22/09/2011

Wastburg - Cédric Ferrand - Critique "Contra"


Afin de contrebalancer l'avis de Philippe, dont on peut légitimement douter de l'impartialité et de l'objectivité, Hugin et Munin ont demandé à Bob son avis sur Wastburg. En guise de critique, le célèbre agent littéraire spécialisé en Fantasy a livré l'enregistrement de l'entretien qu'il a eu avec Cédric Ferrand quand celui-ci lui a demandé de prendre en charge son manuscrit.

- Bonjour m'sieur Bob. Vous avez lu mon manuscrit ? Vu qu'on écrit dans le même blog, ça crée des liens, je me disais que peut-être vous pourriez...
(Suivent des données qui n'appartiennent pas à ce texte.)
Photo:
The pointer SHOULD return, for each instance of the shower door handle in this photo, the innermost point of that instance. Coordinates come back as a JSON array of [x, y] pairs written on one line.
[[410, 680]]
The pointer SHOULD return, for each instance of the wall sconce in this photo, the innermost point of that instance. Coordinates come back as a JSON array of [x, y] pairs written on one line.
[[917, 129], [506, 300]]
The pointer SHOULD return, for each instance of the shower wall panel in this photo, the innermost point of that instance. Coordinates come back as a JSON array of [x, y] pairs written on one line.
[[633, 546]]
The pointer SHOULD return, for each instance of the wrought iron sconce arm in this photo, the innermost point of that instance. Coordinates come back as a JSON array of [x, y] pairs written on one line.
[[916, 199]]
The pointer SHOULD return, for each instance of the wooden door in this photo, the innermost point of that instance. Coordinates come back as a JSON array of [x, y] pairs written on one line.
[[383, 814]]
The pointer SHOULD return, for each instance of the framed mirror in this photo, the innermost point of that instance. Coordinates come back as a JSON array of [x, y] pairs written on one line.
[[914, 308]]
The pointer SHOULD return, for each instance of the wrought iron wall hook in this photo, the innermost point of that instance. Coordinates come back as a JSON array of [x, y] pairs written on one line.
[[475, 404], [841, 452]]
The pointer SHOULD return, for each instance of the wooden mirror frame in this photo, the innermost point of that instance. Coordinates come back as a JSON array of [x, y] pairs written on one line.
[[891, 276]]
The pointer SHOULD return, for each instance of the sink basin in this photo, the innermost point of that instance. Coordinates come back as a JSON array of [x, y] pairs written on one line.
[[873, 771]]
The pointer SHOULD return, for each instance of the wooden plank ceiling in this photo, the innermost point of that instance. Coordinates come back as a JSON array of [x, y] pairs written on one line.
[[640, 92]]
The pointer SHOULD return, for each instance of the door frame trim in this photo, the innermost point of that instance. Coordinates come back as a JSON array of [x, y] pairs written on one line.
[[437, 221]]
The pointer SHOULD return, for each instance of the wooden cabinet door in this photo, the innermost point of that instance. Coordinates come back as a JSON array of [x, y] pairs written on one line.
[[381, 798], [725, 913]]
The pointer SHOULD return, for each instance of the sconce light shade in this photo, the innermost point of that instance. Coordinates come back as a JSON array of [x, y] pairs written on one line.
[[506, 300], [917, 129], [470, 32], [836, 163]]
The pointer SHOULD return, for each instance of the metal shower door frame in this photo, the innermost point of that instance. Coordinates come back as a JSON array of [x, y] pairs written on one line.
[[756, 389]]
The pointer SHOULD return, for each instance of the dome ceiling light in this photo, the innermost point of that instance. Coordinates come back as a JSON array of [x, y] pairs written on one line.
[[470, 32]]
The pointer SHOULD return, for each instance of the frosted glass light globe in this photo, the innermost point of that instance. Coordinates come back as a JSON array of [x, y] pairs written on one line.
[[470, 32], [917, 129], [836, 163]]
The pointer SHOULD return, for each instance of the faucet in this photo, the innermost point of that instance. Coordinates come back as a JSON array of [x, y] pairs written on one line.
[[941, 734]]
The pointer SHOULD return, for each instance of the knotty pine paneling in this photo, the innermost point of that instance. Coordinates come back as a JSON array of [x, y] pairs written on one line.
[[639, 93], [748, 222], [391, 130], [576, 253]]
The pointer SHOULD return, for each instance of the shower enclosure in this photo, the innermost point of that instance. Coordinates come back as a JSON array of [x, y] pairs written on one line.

- Ah oui, ça... Mon petit Cédric, je vous félicite. Si vous aviez pondu votre bouquin plus tôt, Orson Scott Card aurait pu se dispenser d'écrire "Comment écrire de la Fantasy et de la Science-fiction".

- Ah ?...

- Oui, il aurait juste pu donner comme définition de la Fantasy : "Vous voyez Wastburg ? Hé bien c'est l'inverse".

- Heu...

- Sérieusement. Vous vous foutez vraiment de moi, hein ? Vous croyez que j'ai que ça à faire, lire des daubes infâmes de cet acabit ?

- Comment ça, une daube ?

- Oui, une daube, et je pèse mes mots ! Il y a tellement de lacunes et de trous dans le concept, que si c'était un bateau il aurait coulé avant de larguer les amarres. Vous l'avez testé avec le Fantasy Bingo, votre truc ?

- Ben, non...

- Heureusement pour vous. Regardez. Un seul bon résultat, et qu'est-ce que c'est ? Une armure rouillée.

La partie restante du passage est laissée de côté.